カクテル
路上に待機していたタクシーに乗り込む。
麻理さんが辿々しく行き先を告げると、
タクシーはUターンをしてからゆっくりと走り出した。
彼女は後部座席に埋もれて、僕の腕にしがみついている。
「麻理さん、大丈夫ですか?」
しがみつく手に力が入る、
「君嶋くん、ごめんね。迷惑かけたね、、」
いつもの自信に満ちた彼女からは想像できないくらい、今日の麻理さんは小さく弱々しく見える。

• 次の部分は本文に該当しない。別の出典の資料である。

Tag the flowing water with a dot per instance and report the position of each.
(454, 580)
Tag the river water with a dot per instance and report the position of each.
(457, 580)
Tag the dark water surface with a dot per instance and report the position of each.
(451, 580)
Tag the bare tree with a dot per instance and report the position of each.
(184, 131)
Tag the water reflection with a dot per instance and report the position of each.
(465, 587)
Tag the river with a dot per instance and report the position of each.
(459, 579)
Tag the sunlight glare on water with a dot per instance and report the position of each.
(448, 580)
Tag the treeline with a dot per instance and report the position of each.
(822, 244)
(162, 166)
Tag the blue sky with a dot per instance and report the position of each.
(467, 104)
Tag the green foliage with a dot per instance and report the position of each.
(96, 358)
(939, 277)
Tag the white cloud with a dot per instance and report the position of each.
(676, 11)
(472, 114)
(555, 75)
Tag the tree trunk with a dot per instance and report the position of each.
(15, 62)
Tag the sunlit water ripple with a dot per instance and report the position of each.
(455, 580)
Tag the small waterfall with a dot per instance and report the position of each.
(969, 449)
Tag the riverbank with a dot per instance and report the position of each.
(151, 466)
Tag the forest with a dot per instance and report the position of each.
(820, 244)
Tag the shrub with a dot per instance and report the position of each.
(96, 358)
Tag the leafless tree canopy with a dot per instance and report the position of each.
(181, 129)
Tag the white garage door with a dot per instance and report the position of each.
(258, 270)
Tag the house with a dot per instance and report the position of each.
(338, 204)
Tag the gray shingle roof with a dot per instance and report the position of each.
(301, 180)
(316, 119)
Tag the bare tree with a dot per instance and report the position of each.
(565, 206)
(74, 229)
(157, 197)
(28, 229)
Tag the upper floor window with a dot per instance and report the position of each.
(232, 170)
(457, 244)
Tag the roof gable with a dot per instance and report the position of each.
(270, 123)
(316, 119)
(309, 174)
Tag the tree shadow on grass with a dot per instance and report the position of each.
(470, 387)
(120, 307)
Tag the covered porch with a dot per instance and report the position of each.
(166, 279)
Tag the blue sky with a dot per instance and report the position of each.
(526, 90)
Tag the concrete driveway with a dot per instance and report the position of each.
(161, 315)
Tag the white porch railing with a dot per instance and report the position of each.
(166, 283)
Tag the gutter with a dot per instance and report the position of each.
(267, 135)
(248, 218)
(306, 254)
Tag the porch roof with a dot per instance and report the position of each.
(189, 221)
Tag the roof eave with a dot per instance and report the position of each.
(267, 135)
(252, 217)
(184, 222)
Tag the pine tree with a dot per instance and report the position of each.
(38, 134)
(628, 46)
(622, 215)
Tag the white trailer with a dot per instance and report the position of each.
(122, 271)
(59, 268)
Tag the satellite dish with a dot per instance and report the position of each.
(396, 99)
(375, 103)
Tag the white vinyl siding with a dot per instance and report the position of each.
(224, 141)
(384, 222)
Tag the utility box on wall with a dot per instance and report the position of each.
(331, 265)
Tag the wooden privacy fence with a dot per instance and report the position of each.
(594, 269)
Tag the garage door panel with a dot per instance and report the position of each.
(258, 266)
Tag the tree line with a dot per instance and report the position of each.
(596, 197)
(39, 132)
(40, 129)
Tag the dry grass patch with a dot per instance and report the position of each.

「気にしないで下さい。僕なんかで良ければいつでも話し相手になりますから」
なんとなく麻理さんの事が不憫に思えて、出来るだけ力になってあげたいと感じていた。
マンションの前でタクシーは停まった。
「此処でよろしいですか?」
運転手がバックミラー越しに問いかける。
麻理さんだけ降ろそうと思っていたけど、
この状態では、彼女が自分の部屋までたどり着けるかどうか心配だった。
料金を精算して、二人でタクシーを降りることにした。
「麻理さん、マンションに着いたよ。歩けるかな?」
その場に座り込む彼女に、背中をさすりながら優しく問いかけると無理だと答える。